As to Part C of the principal opinion, I do not share the suspicion implied in the characterization of Monhollen’s removal from the area of the incidents as a “curious transfer.” Monhollen was transferred because the authorities had received information as to threats against him, which they “definitely” believed. I see nothing in the record that hints at any purpose to defeat or impair a defense effort, before trial, to subject Monhollen to examination under oath. I agree that the accused is entitled to no relief under this assignment of alleged error.
Turning to Part B, it is incomprehensible to me how the government’s compliance *290with the command of Article 54,1 that an authenticated copy of the “record of [trial] be given to the accused” can be turned into error prejudicial to the accused.
United States v. Cruz-Rijos, 1 M.J. 429 (C.M.A.1976), provides no support for the majority’s decision. On the contrary, in order to meet the time limitations imposed by United States v. Goode, 1 M.J. 3 (C.M.A. 1975), this Court enlarged on Article 54 to authorize service of the transcript of trial on the defense counsel, as an alternative to service on the accused, whenever the accused was not within the court-martial command reviewing the record of his conviction.

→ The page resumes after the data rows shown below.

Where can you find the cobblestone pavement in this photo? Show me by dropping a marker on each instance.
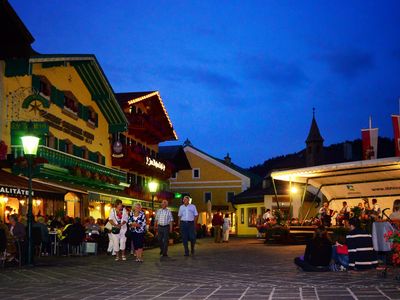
(241, 269)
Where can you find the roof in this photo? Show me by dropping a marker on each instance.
(96, 82)
(9, 180)
(351, 180)
(254, 179)
(151, 97)
(176, 155)
(256, 194)
(314, 135)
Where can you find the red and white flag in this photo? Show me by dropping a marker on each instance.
(396, 129)
(370, 143)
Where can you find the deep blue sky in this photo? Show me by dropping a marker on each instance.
(240, 76)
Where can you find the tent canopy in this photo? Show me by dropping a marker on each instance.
(367, 178)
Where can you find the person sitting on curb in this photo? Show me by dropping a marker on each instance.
(317, 255)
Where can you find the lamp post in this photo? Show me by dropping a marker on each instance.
(30, 144)
(153, 187)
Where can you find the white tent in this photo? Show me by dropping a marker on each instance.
(375, 178)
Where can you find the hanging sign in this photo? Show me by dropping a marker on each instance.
(157, 164)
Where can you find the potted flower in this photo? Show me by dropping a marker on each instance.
(394, 238)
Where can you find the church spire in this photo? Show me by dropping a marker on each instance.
(315, 145)
(314, 135)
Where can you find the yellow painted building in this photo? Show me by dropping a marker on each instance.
(211, 183)
(69, 104)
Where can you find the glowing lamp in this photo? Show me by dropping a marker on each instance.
(30, 144)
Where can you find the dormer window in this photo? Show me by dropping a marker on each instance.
(92, 116)
(70, 103)
(45, 87)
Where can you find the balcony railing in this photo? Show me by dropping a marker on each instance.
(71, 162)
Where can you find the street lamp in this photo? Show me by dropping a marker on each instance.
(153, 187)
(30, 144)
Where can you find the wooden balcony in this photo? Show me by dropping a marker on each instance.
(59, 165)
(135, 160)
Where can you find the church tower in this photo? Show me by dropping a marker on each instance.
(314, 145)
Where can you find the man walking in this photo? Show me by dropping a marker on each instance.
(163, 225)
(217, 223)
(187, 219)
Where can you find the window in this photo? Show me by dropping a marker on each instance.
(207, 197)
(252, 216)
(229, 196)
(70, 103)
(196, 173)
(45, 87)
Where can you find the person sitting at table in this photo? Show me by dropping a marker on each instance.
(92, 228)
(7, 242)
(318, 252)
(44, 234)
(395, 215)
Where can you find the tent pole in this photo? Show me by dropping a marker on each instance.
(276, 194)
(302, 198)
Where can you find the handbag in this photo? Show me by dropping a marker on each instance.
(115, 230)
(108, 226)
(342, 249)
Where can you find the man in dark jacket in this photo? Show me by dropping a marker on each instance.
(217, 223)
(361, 251)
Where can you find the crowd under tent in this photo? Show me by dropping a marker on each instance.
(351, 182)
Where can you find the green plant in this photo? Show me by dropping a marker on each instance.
(175, 236)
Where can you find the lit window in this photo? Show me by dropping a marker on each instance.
(196, 173)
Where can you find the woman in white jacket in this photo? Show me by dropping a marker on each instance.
(118, 219)
(226, 227)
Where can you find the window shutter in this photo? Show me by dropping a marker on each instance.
(57, 97)
(77, 151)
(62, 146)
(36, 83)
(85, 113)
(93, 156)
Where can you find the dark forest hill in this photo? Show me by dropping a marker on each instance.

The authorization was not postulated as a command that service upon counsel absolutely replace service upon the accused. I certainly did not understand the opinion to mandate such substitution; it could not do so without violating Article 54.
The accused does not contend he was not served an authenticated copy of the record of trial. The Court-martial Data Sheet (DD Form 494, 1 June 1970), which accompanies the record of the court-martial proceedings, shows the “Yes” column checked by both trial counsel and the staff judge advocate in regard to the question, “Was each accused furnished a copy of the record (para. 82g(l) & 83, A9-2 [MCM 1969)].” Thus, the record demonstrates the accused was served with the transcript of trial. I believe it was then the duty of defense counsel to obtain that record from the accused. For myself, therefore, I reject the notion that defense counsel’s failure to act can be alchemized into government misconduct.2
In any event, I perceive no risk of prejudice to the accused in what happened. At best, defense counsel’s lack of possession of the record relates to the question of the effect of his failure to object to the adequacy of the staff judge advocate’s post-trial advice. United States v. Goode, supra. The record has been available to appellate defense counsel through two appeals to the Court of Military Review. Yet, there has never been any assertion that matter in the record should have been, but was not, brought to the attention of the reviewing authority by the staff judge advocate. There was, however, full ventilation of the factors relating to sentence. The actions by this Court and the Court of Military Review have now removed any possibility of prejudice from an inadequate review. I, therefore, see no useful purpose in providing another opportunity to trial defense counsel to comment on the staff judge advocate’s review.
I would affirm the decision of the United States Air Force Court of Military Review.
. Uniform Code of Military Justice, 10 U.S.C. § 854.
. A message, dated February 7, 1977, from defense counsel to the staff judge advocate of the 22nd Air Force, the reviewing authority whose action is in issue on this appeal, contains a representation that counsel had “not been provided a copy of the record of trial.” However, a writing titled “Memorandum for Record of Trial— UNITED STATES V. CRUZ, JOSE J.” signed by the general officer who was the staff judge advocate of the Strategic Air Command at the time that command had the accused’s case for review, indicates that a copy of the record of trial was forwarded to defense counsel on August 6, 1976, and that “we have been advised that the copy of the record was received 16 August 1976.” The difference between the two documents and the admission of defense counsel, in the message sent to the 22nd Air Force, and his “memory [of the case] had faded” raises the distinct possibility that defense counsel had simply forgotten that he had received the record of trial at some time, although that may have been after the convening authority had completed his review.